Julian Knight, chair of the Digital, Culture, Media and Sport Committee, said that the installation looked "fantastic" but criticised the fact that the delay caused it to miss the summer holidays, questioned the relevance of it and the other Unboxed installations to the public and described the festival as an "irresponsible use of public money." The installation's delay was also criticised locally, although some suggested that the later opening had helped to prolong Weston-super-Mare's tourist season. Knight called for an investigation into the festival and the National Audit Office (NAO) subsequently announced that it would conduct one.

===Audience engagement===
Unboxed announced overall audience engagement of 1,087,646 for See Monster, including 512,261 through visitation, 87,211 through the learning programme and 5,852 through participation, as well as 394,822 through digital media, 67,500 through broadcast media and 20,000 through print media. North Somerset Council reported that 6,000 engaged with the think tank programme and an estimated 70,000 attended the drone light shows.

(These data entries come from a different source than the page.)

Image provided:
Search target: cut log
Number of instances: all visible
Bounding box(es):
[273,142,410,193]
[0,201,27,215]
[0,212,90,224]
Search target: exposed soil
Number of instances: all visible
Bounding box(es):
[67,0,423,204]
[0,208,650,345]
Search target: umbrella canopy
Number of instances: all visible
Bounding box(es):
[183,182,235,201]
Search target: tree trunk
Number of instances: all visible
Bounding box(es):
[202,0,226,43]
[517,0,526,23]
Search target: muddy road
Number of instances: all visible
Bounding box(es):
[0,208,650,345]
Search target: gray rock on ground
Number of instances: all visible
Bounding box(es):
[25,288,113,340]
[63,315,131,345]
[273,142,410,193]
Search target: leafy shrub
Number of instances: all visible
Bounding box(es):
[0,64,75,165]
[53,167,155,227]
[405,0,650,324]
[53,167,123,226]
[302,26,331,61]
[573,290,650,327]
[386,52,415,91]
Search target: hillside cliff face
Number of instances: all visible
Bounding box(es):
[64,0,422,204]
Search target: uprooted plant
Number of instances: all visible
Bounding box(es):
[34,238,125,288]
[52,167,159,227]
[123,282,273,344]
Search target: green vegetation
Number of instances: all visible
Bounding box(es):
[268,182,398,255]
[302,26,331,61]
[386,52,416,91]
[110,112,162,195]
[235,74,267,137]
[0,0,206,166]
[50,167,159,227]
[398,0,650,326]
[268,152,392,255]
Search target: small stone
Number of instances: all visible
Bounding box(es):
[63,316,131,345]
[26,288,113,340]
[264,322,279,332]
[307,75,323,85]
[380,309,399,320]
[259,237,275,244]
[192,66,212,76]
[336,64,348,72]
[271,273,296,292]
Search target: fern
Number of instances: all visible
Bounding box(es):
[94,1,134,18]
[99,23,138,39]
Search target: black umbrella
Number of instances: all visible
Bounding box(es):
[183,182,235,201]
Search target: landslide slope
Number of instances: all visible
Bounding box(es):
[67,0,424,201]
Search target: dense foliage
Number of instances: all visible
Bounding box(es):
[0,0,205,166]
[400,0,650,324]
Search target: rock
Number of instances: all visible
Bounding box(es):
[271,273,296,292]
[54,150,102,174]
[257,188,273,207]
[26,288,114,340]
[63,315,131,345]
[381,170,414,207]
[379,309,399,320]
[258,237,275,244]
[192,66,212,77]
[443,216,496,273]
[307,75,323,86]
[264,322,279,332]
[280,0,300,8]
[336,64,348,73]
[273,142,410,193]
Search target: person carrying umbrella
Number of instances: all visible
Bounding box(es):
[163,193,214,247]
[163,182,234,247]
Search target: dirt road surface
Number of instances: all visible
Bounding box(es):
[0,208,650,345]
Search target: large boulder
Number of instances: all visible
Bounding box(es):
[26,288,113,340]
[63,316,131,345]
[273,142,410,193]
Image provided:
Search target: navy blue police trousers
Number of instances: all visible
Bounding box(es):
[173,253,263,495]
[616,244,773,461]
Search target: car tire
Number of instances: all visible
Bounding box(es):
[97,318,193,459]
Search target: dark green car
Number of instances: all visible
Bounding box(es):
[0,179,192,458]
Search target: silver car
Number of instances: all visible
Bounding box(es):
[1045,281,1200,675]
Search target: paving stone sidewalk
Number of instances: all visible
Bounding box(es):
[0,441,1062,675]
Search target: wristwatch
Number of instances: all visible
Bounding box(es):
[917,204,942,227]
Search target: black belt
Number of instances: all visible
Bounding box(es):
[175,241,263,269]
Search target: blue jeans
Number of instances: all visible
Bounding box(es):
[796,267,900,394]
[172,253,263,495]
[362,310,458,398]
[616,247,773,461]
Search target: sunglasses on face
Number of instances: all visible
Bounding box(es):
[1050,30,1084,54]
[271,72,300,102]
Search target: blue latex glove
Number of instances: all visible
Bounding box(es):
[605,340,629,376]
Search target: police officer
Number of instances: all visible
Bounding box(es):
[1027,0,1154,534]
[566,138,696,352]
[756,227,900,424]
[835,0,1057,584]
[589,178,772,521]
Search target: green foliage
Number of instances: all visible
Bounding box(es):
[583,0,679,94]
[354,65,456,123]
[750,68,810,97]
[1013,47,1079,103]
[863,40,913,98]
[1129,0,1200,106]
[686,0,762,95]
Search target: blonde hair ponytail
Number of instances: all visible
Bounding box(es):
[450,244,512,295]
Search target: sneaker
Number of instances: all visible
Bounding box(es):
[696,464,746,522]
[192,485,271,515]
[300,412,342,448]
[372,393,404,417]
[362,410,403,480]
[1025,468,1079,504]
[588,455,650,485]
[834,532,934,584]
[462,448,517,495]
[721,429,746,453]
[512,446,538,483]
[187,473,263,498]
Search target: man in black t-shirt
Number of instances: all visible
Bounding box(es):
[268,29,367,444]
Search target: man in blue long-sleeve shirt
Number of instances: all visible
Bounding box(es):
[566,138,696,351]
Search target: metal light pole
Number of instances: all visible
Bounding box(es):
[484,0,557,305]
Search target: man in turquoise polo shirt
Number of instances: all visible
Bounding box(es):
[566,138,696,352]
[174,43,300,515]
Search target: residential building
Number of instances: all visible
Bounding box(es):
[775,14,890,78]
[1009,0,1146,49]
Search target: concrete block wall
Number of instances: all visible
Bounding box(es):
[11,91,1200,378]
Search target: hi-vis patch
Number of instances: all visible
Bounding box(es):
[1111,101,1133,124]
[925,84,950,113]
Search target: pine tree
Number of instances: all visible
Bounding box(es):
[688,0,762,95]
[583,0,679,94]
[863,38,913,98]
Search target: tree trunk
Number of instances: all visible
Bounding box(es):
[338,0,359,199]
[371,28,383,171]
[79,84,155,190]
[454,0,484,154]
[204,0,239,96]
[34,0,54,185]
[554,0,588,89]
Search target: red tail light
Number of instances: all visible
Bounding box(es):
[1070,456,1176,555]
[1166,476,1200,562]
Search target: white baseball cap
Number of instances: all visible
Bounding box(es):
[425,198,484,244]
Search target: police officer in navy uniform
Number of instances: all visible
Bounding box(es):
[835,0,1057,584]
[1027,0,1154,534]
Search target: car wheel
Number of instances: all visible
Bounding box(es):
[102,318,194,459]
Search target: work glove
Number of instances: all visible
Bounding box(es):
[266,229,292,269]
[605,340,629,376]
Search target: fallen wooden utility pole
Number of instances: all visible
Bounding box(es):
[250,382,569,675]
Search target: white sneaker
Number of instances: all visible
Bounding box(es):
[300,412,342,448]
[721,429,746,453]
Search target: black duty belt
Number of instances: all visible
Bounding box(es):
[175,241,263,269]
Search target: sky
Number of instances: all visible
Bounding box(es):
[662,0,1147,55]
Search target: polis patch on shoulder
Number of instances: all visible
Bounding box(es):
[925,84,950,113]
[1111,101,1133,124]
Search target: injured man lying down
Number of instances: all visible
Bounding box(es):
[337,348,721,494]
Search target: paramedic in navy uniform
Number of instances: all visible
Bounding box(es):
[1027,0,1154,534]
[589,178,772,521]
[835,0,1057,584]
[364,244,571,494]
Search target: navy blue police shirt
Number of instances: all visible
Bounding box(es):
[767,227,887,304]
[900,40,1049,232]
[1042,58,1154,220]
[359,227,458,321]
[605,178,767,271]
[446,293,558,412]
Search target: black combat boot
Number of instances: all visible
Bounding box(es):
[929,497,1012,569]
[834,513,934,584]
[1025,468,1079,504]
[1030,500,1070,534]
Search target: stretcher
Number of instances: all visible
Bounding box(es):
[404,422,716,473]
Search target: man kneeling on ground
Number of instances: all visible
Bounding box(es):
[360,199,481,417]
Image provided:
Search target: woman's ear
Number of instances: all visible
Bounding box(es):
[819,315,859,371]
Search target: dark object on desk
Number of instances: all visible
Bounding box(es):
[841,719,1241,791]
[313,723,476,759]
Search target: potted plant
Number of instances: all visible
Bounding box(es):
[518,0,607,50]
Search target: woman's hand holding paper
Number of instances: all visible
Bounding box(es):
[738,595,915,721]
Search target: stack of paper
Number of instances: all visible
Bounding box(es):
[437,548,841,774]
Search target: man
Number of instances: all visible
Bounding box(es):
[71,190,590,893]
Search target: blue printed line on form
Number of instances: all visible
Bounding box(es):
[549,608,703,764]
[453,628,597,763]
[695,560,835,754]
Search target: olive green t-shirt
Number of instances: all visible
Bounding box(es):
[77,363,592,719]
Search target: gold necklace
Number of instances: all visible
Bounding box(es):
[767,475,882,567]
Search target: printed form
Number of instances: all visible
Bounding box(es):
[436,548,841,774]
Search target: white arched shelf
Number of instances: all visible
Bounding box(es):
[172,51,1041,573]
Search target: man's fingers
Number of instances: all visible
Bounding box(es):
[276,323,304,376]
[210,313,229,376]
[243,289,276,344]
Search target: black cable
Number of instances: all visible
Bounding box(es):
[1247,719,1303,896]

The installation was reported to have attracted visitors from across the country and from abroad, with some queuing for two to three hours to enter. See Monster's success provided an economic boost to Weston-super-Mare, with numerous local businesses reporting increased custom during its opening. Unboxed cited the installation's popularity as the reason for extending its opening. Some local residents called for it to remain permanently.

===Accolades===
On 30 May 2023, See Monster was the popular choice winner in the Pop-Ups & Temporary category in the 2023 Architizer A+Awards.

==Decommissioning and See Monster Garden==
Work to dismantle See Monster began on 21 November 2022 and was completed in early 2023. The structure was recycled, with some of the features being donated to local projects and the trees and plants being replanted around Weston-super-Mare. See Monster Garden, a public garden on Weston-super-Mare seafront featuring many of the trees and plants from the installation, and intended as a lasting legacy, opened on 24 July 2023.